20 Years to Comply is Not Urgency!



My recent letter to the Southland Times generally followed my earlier post and strongly condemned the National Policy Statement on freshwater management for being toothless and not enough to save the Waituna Lagoon. In today's paper Ali Timms, Environment Southland Chairwoman, expressed an entirely different view in her headlining opinion piece. Ali made a number of claims:

"It will enable us to work with the Southland District Council to make other plan changes that may be necessary to halt and eventually reverse the effects of some types of land use in the Waituna catchment."

"In practical terms, the adoption of the National Policy Statement on Fresh Water means that we will now have to revisit some of our rules, some of which are not strong enough to provide the sort of water quality and allocation regime we need in the 21st Century"

"Environment Southland is well placed to make a successful application to the fund to help pay for restorative measures to be applied within the Waituna catchment and in the lagoon."

I do hope that Ali Timms' positive take on this NPS has some validity and that her council can deliver on her claims but after reading the document and having some understanding of the situation I have some strong misgivings. 

When Ali claims that they will have the ability to halt or reverse existing land use I see a major barrier in this direct quote from the Policy (especially the last sentence):

Policy B7 and direction (under section 55) to regional councils
By every regional council amending regional plans (without using the process in Schedule 1) to the extent needed to ensure the plans include the following policy to apply until any changes under Schedule 1 to give effect to Policy B1 (allocation limits), Policy B2 (allocation), and Policy B6 (over-allocation) have become operative:
“1. When considering any application the consent authority must have regard to the following matters:
a) the extent to which the change would adversely affect safeguarding the life-supporting capacity of fresh water and of any associated ecosystem and
b) the extent to which it is feasible and dependable that any adverse effect on the life-supporting capacity of fresh water and of any associated ecosystem resulting from the change would be avoided.
2. This policy applies to: a) any new activity and b) any change in the character, intensity or scale of any established activity –
that involves any taking, using, damming or diverting of fresh water or draining of any wetland which is likely to result in any more than minor adverse change in the natural variability of flows or level of any fresh water, compared to that which immediately preceded the commencement of the new activity or the change in the established activity (or in the case of a change in an intermittent or seasonal activity, compared to that on the last occasion on which the activity was carried out).
3. This policy does not apply to any application for consent first lodged before the National Policy Statement for Freshwater Management takes effect on 1 July 2011.”

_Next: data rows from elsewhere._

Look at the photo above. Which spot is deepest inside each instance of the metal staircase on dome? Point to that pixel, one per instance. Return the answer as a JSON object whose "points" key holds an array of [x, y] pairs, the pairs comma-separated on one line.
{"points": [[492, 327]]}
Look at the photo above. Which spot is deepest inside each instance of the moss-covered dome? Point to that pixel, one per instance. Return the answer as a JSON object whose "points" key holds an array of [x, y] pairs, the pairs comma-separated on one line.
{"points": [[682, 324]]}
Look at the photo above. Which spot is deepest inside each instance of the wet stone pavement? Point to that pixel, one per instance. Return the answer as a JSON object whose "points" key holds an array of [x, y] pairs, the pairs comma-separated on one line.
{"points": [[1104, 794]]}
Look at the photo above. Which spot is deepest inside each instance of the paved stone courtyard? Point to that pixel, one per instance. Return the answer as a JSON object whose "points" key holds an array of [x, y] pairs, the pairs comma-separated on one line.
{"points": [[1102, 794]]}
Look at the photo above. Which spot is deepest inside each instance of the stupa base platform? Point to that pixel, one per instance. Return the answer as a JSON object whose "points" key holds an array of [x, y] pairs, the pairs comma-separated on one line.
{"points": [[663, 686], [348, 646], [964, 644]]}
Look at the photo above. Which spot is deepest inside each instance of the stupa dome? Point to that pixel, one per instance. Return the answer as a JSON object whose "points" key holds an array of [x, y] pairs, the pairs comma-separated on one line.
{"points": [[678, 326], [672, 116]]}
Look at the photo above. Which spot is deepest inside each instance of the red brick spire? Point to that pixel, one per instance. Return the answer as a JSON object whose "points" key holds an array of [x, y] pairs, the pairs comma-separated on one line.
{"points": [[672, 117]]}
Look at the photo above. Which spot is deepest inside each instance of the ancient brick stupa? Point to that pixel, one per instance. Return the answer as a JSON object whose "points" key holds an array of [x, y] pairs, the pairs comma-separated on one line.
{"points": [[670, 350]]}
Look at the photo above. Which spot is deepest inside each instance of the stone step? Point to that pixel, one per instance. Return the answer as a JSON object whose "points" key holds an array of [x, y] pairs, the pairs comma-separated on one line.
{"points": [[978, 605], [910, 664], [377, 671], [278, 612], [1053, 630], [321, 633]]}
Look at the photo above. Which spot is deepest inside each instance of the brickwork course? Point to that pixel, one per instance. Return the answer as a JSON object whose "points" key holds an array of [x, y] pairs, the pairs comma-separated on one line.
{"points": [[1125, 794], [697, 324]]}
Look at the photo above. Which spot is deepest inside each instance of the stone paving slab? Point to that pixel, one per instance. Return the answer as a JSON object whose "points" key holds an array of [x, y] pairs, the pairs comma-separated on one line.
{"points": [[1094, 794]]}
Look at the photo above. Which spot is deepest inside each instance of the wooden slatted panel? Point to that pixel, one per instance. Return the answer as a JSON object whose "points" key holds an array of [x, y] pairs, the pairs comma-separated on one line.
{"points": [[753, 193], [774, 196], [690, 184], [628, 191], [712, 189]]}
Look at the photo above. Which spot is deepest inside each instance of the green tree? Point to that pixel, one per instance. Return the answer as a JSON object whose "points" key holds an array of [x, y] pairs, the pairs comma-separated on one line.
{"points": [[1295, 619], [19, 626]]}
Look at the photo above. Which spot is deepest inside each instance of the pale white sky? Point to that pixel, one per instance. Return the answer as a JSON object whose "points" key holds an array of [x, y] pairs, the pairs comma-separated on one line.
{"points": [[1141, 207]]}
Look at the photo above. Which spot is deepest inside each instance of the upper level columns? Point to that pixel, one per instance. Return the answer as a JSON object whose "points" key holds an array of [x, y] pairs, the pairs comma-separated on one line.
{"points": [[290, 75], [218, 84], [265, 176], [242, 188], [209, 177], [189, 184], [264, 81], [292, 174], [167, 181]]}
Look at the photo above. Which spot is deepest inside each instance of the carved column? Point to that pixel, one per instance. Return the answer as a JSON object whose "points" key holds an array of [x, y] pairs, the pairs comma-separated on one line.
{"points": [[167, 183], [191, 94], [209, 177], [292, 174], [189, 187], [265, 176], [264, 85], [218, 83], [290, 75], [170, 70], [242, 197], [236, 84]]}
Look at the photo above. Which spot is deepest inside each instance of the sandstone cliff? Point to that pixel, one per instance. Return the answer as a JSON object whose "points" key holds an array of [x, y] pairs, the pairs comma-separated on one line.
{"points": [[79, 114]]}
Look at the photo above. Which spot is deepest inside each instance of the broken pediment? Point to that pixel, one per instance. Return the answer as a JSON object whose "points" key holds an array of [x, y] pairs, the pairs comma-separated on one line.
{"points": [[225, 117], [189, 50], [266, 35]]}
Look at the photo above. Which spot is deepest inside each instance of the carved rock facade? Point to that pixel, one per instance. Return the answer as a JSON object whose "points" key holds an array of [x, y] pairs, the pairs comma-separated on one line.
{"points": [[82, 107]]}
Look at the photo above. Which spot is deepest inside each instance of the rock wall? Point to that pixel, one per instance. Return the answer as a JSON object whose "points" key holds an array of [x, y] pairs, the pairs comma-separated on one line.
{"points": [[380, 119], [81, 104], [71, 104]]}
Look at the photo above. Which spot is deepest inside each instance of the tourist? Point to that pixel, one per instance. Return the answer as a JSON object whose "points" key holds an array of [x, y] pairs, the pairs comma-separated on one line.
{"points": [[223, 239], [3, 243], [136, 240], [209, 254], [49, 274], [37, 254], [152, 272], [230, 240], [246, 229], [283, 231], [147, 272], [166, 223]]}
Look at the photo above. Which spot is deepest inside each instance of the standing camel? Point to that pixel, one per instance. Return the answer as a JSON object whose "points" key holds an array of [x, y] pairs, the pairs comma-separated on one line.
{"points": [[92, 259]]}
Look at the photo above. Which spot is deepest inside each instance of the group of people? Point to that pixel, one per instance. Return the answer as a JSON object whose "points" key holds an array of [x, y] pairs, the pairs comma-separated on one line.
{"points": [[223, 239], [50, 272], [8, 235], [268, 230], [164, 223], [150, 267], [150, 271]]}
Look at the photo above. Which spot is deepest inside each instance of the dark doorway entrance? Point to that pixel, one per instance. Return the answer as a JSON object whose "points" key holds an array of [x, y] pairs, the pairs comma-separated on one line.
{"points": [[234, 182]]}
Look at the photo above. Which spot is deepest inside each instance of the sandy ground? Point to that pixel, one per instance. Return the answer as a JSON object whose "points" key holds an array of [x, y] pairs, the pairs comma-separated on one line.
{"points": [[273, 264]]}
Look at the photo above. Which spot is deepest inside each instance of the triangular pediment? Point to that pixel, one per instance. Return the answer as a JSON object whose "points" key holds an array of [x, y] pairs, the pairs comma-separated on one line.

It appears there are no retrospective powers provided to regional councils to deal with any overstocking allowed under an earlier consent and I can imagine a flood of applications for increased stock numbers hitting councils before July 1. Despite the multiple references in the NPS in support of the value of wetlands there appears to be no way to change the current intensive land use in wetland catchments that would reverse the levels of contaminants that threaten them.

When you compare the freshwater policy with that of air quality (below) there is quite a contrast in approaches. With air quality there are strong directives around what constitutes reasonable limits in emissions and very clear management guidelines when these are exceeded. When regional councils aren't expected to be fully compliant with freshwater policy until 2030, the almost 20 year time span appears to lack the urgency required.

  • No resource consent will be granted where that consent is the primary source of exceedances for fine particles. All resource consent decisions must take into account the net result of all activities and decisions taken towards improvement of air quality in their region. This allows for regional councils to consider future reductions expected as a result of other initiatives (e.g. replacement of open fires and inefficient wood burners) when considering a particle discharge from new industry.
  • Councils with non-complying air quality will be expected to meet a 'deemed plan' for improvement, where they will show a linear path to compliance with no more than one exceedances of 50µg/m3 by 2013. Only where they meet that linear path are they able to approve significant emissions of fine particles. Councils may construct their own plan for a trajectory better than that linear path.
  • After 2013, Councils will not be able to grant new discharge consents for emissions of fine particles into non-complying areas.
The $15 million dollars of contestable funds to reverse current degradation may have Waituna written all over it, but I'm sure regional councils across the country will have the same view about their own trouble spots (and there are many). When you consider that the Waituna had access to the $8.8 million the Greens got into the 2007 budget and it still wasn't enough, puts this potential windfall into perspective. And when you also consider that the Government has gifted a private yacht race challenger $35 million, the $15 million set aside to clean our fresh water seems a pittance. 

I do hope I am proved wrong and that Ali Timms and her council can implement some useful changes to our local regulations and enforce them effectively, but I'm not holding my breath.